PBS Kids is an American digital broadcast and online television network operated by the Public Broadcasting Service. The network features a broad mix of live action and animated children's programs distributed to PBS by independent companies and select member stations, which are designed for improving the early literacy, math, and social-emotional skills of young children ages 3 to 9. Some PBS member stations, such as KLCS in Los Angeles maintain their own locally programmed PBS Kids feed, that is independent from the nationally sourced feed.

Network history
On September 6, 1999, PBS launched the PBS Kids Channel in several markets, in conjunction with the introduction of the PBS Kids brand to provide a unified branding for the service's children's programming offerings. The channel was launched on 33 PBS member stations: 19 of which offered PBS Kids Channel as a cable-only service, 9 which carried the channel on their digital broadcast signals in standard-definition, and 3 which carried simulcasts of the channel on their analog signals. Of the initial 27 affiliates, 16 of them planned to begin carrying PBS Kids Channel during the fall of 1999, with 11 additional stations choosing to debut it that winter.

FCC requirements mandated satellite providers to set aside 4% of their available channel space for noncommercial educational and informational programming. With these providers limited to offering one such service per programmer, PBS had put forth PBS Kids as a prospective channel to fulfill this mandate.

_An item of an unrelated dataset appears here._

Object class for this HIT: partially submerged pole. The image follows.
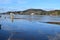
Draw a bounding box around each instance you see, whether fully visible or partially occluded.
[0,25,1,29]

In the aftermath of DirecTV's decision not to renew its funding agreement with the channel, which ended in the third quarter of 2005, PBS decided to shut down the network on September 26 of that year. PBS Kids Channel was effectively supplanted on that date by PBS Kids Sprout, an advertiser-supported cable and satellite channel that PBS developed in a joint venture with HIT Entertainment, Sesame Workshop, and Comcast. PBS gave licensees an option to sign on Sprout promoters, giving them cross-promotional and monetary benefits in exchange for giving up the ability to carry a competing preschool-targeted channel. 80 stations, making up about half of the member stations participants, signed up to be promoters; most of the remaining stations opted to develop independent children's programming services featuring programs distributed by PBS and through outside distributors such as American Public Television to fill space on digital subchannels that formerly served as PBS Kids Channel members. Many of the member stations that launched children's-focused subchannel or cable-only services reduced the amount of sourced programming from PBS Kids carried on their primary channel to a few hours of their weekday daytime schedules, in order to program more adult-targeted fare during the afternoon.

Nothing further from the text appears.